In January, Second Lady Karen Pence came under fire for accepting a teaching job at a school that explicitly bars LGBTQ students and faculty. Vice President Mike Pence called the criticism of their right to discriminate “deeply offensive to us.”
On Tuesday, Pocan asked DeVos why she wants to increase funding for charter schools despite their 25-percent failure rate. She didn’t answer. He asked about why she wants to slash funding for special education grants to states, the National Technical Institute for the Blind, Gallaudet University (a private university for hearing-impaired students), a federal program for print books for blind students and more. “What is it that we have a problem with with children who are in special education?” Pocan asked. “Why are we cutting all of these programs over and over within this budget?
DeVos didn’t answer that, either, nor did she answer a question about why the overall funding for the Department of Education is being cut by 12 percent, but executive salary appropriations are being raised by 15 percent.
Pocan wasn’t the only member of Congress appalled by the budget proposal. “How can you support this budget,” asked Rep. Rosa Delauro (D-CT). “I mean that genuinely. You’re the secretary of the Department of Education. How can you support — or maybe even take pride in, or boast about — taking 10 percent … away from teachers and away from students?”
“Your cuts specifically target students of color, it’s unbelievable,” said Rep. Barbara Lee (D-CA). “Low-income students. I just have say, Madam Secretary, that you have zeroed out Special Olympics, once again. I still can’t understand why you would go after disabled children in your budget. You zero that out. It’s appalling.”
Pocan would later inform Devos that 272,000 children would be affected by the elimination of Special Olympics funding.
WATCH: Education Sec. DeVos is grilled by members of Congress over funding cuts to special education programs and the Special Olympics. pic.twitter.com/iDp2uEpCjf
— NBC News (@NBCNews) March 27, 2019
Devos smiled while talking about “difficult decisions” and explained how she doesn’t want to “saddle tomorrow’s generations with today’s growing debt.”
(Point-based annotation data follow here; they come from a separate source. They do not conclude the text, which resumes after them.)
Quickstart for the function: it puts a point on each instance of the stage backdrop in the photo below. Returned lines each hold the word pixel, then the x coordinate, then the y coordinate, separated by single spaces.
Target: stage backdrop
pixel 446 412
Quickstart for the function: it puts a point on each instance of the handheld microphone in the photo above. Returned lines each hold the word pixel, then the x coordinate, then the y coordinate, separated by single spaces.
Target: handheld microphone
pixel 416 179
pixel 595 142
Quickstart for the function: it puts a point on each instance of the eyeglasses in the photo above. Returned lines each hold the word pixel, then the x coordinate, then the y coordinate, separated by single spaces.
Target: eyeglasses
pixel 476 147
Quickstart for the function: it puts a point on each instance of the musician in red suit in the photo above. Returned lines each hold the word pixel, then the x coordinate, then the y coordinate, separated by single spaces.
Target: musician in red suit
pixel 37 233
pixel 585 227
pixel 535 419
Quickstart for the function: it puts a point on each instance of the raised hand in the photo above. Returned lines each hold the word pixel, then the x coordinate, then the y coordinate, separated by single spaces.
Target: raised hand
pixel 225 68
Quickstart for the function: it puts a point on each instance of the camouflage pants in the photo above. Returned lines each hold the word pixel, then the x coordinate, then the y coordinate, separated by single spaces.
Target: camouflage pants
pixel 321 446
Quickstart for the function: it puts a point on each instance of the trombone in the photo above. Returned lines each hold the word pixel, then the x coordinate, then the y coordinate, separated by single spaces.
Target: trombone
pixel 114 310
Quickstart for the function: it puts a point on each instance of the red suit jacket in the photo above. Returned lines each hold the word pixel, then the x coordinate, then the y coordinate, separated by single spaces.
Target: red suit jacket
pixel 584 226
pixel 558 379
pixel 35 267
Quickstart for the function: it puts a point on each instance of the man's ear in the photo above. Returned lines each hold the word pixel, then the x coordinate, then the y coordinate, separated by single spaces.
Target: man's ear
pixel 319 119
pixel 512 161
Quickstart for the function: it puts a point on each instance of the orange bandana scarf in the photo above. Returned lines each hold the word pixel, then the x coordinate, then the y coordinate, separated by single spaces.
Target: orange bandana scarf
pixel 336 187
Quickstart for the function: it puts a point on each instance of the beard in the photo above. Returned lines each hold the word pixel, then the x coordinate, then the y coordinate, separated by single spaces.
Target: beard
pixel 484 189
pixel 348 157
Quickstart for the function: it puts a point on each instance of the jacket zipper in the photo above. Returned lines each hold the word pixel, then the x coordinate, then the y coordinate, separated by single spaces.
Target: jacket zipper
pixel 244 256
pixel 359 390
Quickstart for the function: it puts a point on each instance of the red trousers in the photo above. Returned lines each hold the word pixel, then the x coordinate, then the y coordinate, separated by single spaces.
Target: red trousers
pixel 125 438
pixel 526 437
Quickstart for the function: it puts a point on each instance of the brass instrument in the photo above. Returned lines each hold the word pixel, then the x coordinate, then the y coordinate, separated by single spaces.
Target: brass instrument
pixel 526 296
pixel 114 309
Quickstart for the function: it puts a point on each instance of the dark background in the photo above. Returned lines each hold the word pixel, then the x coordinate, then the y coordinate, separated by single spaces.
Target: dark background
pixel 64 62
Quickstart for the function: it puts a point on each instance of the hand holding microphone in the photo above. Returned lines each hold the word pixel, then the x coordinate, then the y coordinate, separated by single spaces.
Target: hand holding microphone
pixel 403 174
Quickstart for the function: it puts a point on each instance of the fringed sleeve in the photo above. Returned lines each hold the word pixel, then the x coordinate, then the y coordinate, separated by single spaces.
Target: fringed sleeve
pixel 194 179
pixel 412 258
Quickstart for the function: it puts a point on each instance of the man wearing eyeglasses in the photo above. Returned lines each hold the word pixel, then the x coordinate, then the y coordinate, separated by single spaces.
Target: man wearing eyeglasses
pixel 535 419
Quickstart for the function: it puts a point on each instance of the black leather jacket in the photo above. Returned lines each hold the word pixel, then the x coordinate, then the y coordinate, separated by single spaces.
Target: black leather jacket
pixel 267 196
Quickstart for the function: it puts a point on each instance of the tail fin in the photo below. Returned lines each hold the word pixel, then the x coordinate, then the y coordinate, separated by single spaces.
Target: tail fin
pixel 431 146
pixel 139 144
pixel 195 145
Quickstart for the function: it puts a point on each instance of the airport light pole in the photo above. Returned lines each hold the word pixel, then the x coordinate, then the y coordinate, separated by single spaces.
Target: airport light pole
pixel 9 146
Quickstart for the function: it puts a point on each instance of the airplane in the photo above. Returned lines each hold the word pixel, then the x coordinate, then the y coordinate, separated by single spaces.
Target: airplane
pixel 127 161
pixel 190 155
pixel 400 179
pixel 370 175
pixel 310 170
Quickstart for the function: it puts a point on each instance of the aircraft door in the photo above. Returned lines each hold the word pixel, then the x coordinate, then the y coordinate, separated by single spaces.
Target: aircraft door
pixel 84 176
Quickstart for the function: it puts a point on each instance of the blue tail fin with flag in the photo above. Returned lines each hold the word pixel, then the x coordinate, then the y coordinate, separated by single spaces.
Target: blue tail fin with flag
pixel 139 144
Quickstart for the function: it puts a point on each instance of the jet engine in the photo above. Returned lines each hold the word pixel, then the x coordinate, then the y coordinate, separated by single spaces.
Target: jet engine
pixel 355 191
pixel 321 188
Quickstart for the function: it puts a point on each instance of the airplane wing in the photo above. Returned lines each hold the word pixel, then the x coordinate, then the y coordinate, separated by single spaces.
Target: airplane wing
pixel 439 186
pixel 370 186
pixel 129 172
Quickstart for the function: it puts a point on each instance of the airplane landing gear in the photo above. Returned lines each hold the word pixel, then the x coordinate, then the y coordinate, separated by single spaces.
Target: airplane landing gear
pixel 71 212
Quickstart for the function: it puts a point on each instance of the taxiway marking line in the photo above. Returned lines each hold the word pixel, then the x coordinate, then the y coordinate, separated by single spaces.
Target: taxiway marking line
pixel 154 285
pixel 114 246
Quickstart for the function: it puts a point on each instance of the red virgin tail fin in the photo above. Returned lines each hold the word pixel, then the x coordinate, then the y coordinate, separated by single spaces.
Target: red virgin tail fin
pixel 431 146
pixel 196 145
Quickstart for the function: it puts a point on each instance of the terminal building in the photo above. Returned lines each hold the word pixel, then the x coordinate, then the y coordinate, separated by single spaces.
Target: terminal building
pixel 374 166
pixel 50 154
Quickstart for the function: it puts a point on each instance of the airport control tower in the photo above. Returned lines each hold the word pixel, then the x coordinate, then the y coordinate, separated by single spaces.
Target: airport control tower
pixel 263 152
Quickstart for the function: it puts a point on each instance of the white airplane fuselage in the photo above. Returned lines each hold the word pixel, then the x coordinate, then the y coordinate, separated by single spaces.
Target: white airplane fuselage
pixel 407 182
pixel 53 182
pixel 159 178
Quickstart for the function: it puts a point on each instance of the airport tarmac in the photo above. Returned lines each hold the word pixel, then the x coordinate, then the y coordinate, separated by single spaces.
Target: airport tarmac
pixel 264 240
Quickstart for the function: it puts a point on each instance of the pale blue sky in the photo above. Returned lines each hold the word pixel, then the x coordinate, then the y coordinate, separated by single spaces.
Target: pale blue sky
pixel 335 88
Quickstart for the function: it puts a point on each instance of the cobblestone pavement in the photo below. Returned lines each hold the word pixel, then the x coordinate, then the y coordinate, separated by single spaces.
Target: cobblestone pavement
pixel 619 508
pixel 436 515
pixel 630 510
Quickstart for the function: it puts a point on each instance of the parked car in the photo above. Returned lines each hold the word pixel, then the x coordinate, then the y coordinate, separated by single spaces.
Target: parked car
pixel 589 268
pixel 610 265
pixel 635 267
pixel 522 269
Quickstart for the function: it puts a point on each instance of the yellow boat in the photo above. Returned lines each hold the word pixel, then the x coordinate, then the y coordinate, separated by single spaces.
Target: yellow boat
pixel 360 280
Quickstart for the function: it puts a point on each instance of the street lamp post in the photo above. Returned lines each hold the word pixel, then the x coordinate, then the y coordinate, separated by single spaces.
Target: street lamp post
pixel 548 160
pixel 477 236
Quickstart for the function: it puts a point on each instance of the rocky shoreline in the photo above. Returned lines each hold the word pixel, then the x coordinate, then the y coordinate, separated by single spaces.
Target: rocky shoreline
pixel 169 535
As former Republican presidential candidate John Kasich noted on Twitter, there are plenty of ways to balance outside of hamstringing programs for disabled children, which shouldn’t have even been under consideration. “Cuts to autism funding and ending all for @SpecialOlympics is outrageous,” he wrote. “When I was chair of the House Budget Cmte, we worked to balance the budget & these types of programs were off limits – for good reason. Hope ldrs in DC stop this ridiculous proposal.”
One way to make up the $18 million in Special Olympics funding the Trump administration deems frivolous would be for the president to take five fewer trips to Mar-a-Lago, which cost taxpayers nearly four million dollars a pop.
The administration could also scrap plans to build Trump’s multi-billion-dollar vanity project along the southern border. That’d work, too.